Maud llegó al club a las nueve y media. Lo habían decorado y amueblado recientemente, y tenía un buen aspecto incluso con las luces encendidas. Los camareros sacaban brillo a los vasos, el barman picaba hielo y un ciego afinaba el piano. Maud se puso un vestido de noche escotado, joyas falsas, y se maquilló con una espesa capa de polvos, lápiz de ojos y pintalabios. Estaba al piano cuando el local abrió a las diez.

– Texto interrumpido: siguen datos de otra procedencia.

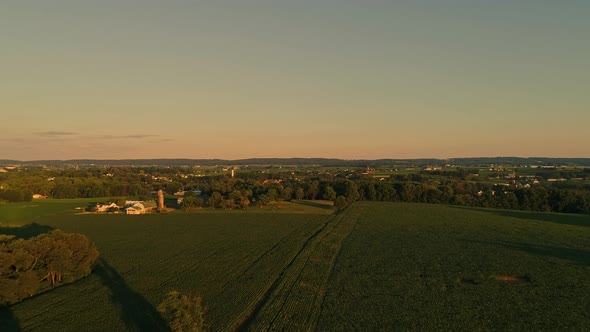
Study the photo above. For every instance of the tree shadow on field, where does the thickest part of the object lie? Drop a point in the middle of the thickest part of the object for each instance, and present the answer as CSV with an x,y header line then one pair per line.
x,y
557,218
574,255
137,313
26,231
8,322
313,204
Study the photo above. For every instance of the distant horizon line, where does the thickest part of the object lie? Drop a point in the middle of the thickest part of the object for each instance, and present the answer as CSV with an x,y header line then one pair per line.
x,y
284,158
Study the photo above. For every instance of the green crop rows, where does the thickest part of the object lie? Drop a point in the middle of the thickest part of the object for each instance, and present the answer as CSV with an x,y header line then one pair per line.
x,y
374,266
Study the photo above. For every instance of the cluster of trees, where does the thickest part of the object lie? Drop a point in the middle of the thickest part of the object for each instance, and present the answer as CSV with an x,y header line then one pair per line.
x,y
29,266
183,312
240,194
264,185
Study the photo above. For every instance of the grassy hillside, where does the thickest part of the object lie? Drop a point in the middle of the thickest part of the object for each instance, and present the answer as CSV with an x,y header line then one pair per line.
x,y
376,266
229,259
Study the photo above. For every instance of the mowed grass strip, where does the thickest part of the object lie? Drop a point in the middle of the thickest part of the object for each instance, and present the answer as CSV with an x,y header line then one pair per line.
x,y
294,303
430,267
228,259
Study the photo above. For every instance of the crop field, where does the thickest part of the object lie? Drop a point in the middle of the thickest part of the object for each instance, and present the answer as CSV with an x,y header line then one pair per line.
x,y
427,267
228,259
374,266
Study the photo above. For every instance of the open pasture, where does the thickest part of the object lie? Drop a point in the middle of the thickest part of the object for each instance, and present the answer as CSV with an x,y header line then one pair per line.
x,y
430,267
375,266
229,259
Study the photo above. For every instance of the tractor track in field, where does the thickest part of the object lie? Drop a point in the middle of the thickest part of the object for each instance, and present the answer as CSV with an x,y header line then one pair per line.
x,y
294,300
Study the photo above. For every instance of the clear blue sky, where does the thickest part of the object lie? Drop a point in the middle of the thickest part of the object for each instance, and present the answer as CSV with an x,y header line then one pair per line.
x,y
300,78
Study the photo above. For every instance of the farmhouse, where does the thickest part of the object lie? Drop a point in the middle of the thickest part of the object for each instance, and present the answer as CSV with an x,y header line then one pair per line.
x,y
105,207
136,208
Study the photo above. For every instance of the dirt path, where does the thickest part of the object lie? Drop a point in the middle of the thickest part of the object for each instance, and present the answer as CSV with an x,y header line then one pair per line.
x,y
293,302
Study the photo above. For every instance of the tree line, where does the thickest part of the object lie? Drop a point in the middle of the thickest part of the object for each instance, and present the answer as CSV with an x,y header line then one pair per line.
x,y
30,266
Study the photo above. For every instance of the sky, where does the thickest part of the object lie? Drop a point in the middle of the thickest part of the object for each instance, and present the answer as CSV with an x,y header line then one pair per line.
x,y
123,79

Se llenó enseguida de hombres y mujeres vestidos con trajes de noche, que bailaban y fumaban. Pedían cócteles de champán y esnifaban cocaína, con discreción. A pesar de la pobreza y de la inflación, la vida nocturna de Berlín era muy agitada. Aquella gente no tenía problemas de dinero. O bien recibía ingresos del extranjero, o tenía algo mejor que el dinero: reservas de carbón, un matadero, un almacén de tabaco o, lo mejor de todo, oro.
Maud formaba parte de un grupo femenino que tocaba un nuevo tipo de música que se llamaba jazz. De haberlas visto, Fitz se habría horrorizado, pero a ella le gustaba el trabajo. Siempre se había rebelado contra las restricciones de su educación. Repetir las mismas melodías todas las noches podía resultar tedioso, pero a pesar de ello la ayudaba a liberar algo que reprimía en su interior. Se contoneaba en el taburete de su piano y lanzaba miradas coquetas a los clientes.
A medianoche llegaba su actuación en solitario: cantaba y tocaba temas popularizados por cantantes negras como Alberta Hunter, que había aprendido gracias a los discos americanos que sonaban en un gramófono del dueño del Nachtleben. La anunciaban como Mississippi Maud.
Entre canción y canción, un cliente se acercó al piano y le pidió:
– ¿Te importaría tocar «Downhearted Blues», por favor?
Conocía la canción, un gran éxito de Bessie Smith. Empezó a tocar los acordes de blues en mi bemol.
– Podría – dijo ella -. ¿A cambio de qué?
El hombre le dio un billete de mil millones de marcos.
Maud se rió.
– Con eso no paga ni el primer acorde – le dijo -. ¿No tiene moneda extranjera?
Le dio un billete de un dólar.
Maud cogió el dinero, se lo metió en la manga y tocó «Downhearted Blues».
Sintió un arrebato de alegría por tener un dólar, que equivalía a un billón de marcos. Aun así, no la abandonó del todo el sentimiento de tristeza, que había hecho mella en su corazón. Era un logro remarcable que una mujer de sus orígenes hubiera aprendido a sonsacar propinas, pero el proceso era degradante.